WHD 2013

Showing posts with label eden. Show all posts
Showing posts with label eden. Show all posts

Friday, December 7, 2012

Resilience in Simple Terms/ La résilience en termes simples

Women and Resilience in the Sahel: flexible and indestructible

 

By Beatrix Attinger Colijn, Regional IASC GenCap Adviser in Humanitarian Action


Boris Cyrulnik is considered the founder of the concept of “resilience’” and has described it, as one can read below, as the art of navigating in the torrent. Bringing the concept to the Sahel region, where torrents are rather scares, one might better compare it with the art of walking through a sand storm. Were you ever caught in a real sand storm and tried to walk upright with a clear vision of where you were going? – Right!

When I imagine a typical landscape in Niger, I see camels and men riding them elegantly; and looking around I see some women, carrying water buckets back to the huts, sitting on donkeys riding to the field, or keeping together a group of goats. Being a woman in Niger - and in the Sahel at large - means you are at the very end of the world’s gender equality index list and you might belong to the 63% of Niger’s population living below the poverty line, two thirds of whom are women. The cultural and legal framework will also imply that you will have very limited access to education, land, and heritage. And when a crisis sets in on the region and your life, you will not only have to overcome the inequality of opportunities for women but also the hardship the crisis imposes on the population.

Farmers with newly received seeds, photo from the August newsletter of Eden. Copyright: Eden Foundation.
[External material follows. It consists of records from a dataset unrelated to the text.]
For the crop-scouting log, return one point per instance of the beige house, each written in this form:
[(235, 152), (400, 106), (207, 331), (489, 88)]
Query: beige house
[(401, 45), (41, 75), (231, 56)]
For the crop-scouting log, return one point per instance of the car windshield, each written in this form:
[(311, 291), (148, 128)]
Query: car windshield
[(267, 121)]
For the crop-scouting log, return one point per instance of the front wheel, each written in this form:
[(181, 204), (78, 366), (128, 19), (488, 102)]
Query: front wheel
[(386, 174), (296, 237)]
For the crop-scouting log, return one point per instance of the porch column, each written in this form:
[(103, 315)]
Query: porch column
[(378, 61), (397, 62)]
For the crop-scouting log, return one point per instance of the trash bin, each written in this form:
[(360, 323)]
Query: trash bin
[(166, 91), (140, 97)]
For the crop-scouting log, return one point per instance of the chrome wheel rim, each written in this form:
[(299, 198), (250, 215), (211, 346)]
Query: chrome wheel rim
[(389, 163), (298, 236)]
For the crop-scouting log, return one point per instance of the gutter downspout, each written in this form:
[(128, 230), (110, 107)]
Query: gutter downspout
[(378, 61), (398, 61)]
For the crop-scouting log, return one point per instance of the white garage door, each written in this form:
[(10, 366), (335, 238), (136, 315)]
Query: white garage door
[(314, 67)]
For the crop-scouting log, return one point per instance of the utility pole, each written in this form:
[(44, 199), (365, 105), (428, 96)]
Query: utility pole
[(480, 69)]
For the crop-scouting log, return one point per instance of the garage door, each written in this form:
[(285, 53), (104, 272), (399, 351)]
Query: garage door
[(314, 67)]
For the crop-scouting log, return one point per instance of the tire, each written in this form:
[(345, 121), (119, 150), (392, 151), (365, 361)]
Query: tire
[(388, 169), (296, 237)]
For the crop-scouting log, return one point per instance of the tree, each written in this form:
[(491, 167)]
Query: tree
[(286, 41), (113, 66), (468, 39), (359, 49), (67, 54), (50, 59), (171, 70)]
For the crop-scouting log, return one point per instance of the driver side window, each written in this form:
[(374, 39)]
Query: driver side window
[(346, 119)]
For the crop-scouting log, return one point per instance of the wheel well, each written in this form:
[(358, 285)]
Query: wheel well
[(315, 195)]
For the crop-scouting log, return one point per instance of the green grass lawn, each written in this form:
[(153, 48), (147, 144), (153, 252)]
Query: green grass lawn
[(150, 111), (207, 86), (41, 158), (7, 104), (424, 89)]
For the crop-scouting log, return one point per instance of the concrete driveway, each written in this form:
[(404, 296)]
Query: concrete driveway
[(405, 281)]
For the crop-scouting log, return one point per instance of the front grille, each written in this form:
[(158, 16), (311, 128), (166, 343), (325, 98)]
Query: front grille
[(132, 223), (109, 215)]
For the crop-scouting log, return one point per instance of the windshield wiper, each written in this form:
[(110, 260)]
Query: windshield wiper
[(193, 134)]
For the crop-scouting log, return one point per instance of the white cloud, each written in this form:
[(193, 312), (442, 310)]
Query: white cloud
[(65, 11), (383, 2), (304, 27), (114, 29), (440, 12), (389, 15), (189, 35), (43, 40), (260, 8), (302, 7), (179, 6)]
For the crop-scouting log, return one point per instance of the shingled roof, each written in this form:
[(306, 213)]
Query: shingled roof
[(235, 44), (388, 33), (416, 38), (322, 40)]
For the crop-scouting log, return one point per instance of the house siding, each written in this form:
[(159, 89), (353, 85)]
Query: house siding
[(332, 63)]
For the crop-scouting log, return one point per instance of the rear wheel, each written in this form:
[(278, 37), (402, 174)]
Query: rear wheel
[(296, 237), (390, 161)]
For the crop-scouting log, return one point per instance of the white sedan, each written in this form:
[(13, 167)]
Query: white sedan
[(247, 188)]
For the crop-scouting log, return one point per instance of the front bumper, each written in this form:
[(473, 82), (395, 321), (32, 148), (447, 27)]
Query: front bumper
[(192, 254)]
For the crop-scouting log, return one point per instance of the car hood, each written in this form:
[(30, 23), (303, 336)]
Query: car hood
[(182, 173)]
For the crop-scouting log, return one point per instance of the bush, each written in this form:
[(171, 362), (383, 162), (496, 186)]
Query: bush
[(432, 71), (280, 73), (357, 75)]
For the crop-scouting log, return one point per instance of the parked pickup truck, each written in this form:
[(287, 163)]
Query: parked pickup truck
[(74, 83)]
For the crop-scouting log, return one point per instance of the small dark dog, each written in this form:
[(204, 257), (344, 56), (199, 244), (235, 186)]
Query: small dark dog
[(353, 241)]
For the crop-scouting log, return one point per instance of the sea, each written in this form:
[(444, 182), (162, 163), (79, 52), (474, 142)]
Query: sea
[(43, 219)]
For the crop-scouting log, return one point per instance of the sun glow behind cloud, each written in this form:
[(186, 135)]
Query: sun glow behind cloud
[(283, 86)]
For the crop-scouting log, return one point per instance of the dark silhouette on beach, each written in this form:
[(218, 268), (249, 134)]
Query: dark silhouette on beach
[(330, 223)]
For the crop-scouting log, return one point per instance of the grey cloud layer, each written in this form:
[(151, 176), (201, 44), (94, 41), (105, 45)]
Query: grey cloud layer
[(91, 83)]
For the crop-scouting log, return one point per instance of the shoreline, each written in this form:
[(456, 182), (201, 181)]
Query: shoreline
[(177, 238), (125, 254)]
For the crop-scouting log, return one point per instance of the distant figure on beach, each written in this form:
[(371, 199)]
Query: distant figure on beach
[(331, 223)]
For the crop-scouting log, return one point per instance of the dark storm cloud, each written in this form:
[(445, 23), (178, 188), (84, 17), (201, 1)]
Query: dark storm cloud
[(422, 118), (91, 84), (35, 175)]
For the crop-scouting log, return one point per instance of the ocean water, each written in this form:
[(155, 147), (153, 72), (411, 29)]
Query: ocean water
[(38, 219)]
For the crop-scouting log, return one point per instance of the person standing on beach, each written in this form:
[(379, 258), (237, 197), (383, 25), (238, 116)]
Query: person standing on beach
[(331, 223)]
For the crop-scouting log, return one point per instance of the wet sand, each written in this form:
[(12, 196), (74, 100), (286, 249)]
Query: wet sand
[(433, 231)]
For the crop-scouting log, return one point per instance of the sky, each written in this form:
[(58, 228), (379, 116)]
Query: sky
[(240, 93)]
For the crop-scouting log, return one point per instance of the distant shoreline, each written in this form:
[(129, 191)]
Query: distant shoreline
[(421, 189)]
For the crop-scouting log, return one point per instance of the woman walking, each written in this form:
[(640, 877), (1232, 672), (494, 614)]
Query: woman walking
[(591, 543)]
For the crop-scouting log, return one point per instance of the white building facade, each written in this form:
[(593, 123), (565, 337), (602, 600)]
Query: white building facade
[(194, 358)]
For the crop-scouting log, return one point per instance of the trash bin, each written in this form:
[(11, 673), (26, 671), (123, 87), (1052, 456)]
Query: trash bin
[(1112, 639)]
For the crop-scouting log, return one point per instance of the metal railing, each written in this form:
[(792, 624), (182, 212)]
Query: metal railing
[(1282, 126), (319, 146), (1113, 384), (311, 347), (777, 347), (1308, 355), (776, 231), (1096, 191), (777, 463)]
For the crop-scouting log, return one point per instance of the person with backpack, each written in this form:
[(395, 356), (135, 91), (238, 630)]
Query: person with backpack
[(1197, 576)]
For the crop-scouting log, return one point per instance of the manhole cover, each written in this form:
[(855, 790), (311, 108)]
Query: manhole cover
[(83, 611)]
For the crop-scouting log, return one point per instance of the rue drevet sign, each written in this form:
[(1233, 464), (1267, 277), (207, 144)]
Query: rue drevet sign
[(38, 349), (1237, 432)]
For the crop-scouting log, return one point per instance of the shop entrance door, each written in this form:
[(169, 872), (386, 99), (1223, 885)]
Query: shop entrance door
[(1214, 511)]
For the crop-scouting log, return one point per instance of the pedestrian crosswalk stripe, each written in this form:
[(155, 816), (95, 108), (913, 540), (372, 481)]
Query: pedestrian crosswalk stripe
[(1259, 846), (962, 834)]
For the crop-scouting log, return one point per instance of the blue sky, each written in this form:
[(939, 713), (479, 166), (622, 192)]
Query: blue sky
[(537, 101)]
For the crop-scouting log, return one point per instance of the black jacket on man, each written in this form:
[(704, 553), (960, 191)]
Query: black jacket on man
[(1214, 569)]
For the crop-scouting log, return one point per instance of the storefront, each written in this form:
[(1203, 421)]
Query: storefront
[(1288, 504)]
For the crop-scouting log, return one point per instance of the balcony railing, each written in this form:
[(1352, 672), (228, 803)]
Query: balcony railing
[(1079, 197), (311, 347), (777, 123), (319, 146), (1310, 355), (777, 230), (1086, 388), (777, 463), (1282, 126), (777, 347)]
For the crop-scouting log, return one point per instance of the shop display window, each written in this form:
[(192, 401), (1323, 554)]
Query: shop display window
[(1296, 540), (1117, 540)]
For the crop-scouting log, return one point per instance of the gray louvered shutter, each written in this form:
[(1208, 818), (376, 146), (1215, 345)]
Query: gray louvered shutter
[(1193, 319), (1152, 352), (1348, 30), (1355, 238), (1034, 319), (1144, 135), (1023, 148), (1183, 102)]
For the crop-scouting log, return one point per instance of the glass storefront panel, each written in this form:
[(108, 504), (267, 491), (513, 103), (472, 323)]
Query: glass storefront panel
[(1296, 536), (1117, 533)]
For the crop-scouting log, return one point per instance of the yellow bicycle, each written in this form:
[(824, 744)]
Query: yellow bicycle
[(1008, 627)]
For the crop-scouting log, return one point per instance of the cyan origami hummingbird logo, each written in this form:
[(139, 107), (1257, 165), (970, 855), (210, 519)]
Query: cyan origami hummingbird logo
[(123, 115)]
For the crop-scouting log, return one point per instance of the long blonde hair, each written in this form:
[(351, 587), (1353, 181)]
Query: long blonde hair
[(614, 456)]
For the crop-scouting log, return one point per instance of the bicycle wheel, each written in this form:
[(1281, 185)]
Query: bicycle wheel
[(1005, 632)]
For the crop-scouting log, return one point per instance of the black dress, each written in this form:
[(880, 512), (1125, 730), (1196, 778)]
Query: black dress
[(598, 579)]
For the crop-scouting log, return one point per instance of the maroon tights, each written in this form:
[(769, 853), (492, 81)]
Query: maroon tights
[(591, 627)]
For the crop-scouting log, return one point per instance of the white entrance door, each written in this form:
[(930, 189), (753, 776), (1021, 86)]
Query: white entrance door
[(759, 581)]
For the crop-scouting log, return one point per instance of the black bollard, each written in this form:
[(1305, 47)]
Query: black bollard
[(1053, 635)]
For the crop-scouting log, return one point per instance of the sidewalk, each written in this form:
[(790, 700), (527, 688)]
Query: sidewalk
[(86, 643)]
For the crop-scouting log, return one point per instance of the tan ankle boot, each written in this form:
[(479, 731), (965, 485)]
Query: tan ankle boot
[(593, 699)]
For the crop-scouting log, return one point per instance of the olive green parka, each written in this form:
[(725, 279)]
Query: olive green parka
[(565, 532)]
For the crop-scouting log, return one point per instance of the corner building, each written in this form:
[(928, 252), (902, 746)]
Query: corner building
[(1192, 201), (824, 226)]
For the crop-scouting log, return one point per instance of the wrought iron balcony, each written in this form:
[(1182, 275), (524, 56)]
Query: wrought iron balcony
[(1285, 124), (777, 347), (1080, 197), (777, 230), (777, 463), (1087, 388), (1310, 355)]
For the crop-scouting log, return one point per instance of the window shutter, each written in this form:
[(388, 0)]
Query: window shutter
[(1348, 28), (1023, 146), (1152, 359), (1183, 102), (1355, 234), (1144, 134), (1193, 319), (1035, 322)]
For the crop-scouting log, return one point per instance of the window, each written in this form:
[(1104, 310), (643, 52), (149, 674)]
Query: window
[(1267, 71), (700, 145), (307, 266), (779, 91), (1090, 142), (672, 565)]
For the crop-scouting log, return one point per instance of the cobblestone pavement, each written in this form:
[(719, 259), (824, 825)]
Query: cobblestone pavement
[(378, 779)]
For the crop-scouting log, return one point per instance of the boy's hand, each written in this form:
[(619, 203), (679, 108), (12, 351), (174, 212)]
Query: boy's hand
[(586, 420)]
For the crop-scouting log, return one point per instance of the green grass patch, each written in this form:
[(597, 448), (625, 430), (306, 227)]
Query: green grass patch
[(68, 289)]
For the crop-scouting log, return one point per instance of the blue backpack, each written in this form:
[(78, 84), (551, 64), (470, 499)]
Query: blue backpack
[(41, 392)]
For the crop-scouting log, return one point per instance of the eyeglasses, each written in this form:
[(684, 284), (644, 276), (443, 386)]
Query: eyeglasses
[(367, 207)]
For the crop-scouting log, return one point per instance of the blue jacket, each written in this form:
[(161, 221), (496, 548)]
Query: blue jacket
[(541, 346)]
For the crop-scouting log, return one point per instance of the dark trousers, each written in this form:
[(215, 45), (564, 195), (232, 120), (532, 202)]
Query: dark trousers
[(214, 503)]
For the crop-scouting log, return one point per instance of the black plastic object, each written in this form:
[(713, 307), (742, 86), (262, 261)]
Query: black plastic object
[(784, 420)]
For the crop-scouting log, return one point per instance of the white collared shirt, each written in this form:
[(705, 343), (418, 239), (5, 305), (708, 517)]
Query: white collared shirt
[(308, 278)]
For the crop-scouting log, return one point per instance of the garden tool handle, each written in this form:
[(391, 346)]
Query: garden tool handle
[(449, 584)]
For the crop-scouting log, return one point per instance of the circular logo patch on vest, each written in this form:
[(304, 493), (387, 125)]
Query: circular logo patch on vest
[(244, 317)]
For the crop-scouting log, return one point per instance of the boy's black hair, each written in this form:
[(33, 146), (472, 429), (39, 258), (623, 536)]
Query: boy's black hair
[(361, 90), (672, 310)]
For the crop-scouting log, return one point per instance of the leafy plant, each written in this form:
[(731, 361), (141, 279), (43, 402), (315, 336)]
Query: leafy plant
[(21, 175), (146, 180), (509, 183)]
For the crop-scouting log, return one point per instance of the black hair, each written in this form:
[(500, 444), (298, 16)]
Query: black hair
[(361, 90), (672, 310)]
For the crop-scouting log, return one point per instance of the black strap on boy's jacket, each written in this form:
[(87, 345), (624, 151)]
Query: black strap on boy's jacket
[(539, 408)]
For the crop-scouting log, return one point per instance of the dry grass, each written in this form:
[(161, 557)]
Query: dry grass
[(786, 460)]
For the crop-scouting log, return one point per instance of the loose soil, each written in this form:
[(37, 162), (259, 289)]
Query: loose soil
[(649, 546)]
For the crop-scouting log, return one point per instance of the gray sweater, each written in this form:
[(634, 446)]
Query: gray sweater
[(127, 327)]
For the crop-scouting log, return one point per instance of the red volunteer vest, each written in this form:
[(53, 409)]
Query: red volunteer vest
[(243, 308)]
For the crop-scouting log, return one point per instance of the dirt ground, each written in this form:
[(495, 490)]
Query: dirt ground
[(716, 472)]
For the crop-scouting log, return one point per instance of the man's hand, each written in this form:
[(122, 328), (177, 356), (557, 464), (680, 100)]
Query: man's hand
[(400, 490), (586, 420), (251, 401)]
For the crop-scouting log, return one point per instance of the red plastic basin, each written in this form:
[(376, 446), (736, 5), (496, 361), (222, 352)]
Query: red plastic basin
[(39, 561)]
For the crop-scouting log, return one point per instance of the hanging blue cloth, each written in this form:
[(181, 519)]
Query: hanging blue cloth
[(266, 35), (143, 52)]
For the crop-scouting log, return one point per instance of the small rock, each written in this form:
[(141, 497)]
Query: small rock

Resilience in my language is translated into being flexible and indestructible. The food security crisis has long demanded coping strategies from the population at risk, such as labor migration within countries or across borders. If the male head of the family leaves home in search of work, it is the woman who stays behind with the children, in Niger usually in high numbers, and it is her who will have to reinvent the means to provide for the livelihood of the family.